Keys management (to provide secured connection between the client and the server) is also still too heavy to handle from the administration point of view.

The stability and scalability of the HTTP and VNC proxy is still not known because they have not been tested intensively enough.

The UI styling model is weak, but I start to have doubts that a strong and efficient one be possible.

On the down side, I will probably not try to provide maximum compatibility for UI clients and servers running different releases of Pliant in the next few years because it would bring huge constrains on the development so does not worth the effort since Pliant is not currently widespread.

Summary, what is it good for ?

If you plan to write easily a database centric application and you prefer simple code and users great productivity to jukebox like looking, then Pliant UI is for you. You will get web access as a bonus.
On the other hand, if you plan to do a look appealing web site, using plenty of web rendering tricks, then don't go with Pliant UI + Pliant HTTP proxy because tricks would be much harder to insert in your pages than with lower level web only tools such as PHP.

If you plan to write a more graphical application (image editor, word processor) you may get troubles due to the fact that the highly graphical features are not finished yet. So don't do that right now, unless you are ready to experiment, and maybe contribute.


What about the old Pliant HTTP server using .page instructions set ?

It is dead code. Don't start any new application relying on it.
The Pliant UI + HTTP proxy just proved to be a better solution in most situations because it better solves many of the complex issues related to the web HTML/HTTP protocol (session notion, partial page change, precise server side rendering, everyday users productivity) so enables cleaner code and better interactivity ('hook change' instruction).

I would like to use Pliant UI as my application GUI, but I don't want to use Pliant language for writing my application.. Is it possible ?

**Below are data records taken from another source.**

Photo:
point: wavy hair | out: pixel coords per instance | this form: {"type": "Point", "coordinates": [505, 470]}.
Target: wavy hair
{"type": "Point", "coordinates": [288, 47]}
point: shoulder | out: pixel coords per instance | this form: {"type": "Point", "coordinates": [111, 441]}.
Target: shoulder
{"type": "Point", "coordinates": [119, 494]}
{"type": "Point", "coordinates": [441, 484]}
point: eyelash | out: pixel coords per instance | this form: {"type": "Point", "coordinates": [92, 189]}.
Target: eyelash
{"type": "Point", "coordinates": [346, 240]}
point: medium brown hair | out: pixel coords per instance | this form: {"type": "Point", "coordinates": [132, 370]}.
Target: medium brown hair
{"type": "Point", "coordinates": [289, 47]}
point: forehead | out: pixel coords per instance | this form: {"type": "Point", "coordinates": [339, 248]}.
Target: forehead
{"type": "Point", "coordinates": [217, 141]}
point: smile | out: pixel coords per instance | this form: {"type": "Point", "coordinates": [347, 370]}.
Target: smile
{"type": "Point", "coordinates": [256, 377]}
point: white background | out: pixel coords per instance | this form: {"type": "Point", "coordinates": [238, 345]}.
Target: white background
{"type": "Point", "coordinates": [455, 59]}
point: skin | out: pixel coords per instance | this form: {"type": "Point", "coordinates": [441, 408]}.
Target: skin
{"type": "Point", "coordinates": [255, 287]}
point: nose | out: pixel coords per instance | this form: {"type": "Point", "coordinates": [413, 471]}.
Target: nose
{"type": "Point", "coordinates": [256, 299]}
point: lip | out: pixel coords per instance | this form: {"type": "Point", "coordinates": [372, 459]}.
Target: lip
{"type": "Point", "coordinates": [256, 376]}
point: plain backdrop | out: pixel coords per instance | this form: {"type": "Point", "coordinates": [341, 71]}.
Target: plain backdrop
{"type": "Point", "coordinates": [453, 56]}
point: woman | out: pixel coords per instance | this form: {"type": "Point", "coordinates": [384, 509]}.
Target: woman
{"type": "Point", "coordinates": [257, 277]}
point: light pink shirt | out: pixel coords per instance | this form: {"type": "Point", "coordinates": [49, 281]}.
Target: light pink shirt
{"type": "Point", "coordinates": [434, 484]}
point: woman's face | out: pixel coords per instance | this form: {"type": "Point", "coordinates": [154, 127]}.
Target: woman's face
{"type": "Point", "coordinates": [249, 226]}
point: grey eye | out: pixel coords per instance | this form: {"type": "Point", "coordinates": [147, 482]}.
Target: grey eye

You would need to write a server side library for your favorite language that will send PML encoded instructions to the Pliant UI client. For Pliant language, this is implemented in /pliant/graphic/ui/server/api.pli
Writing such a library in another language is probably not very hard, but properly implementing 'button' and 'section dynamic' semantic (lazy execution model) might not be possible in many well known languages without a lot of extra glue code in the application due to the lack of meta programming at language level.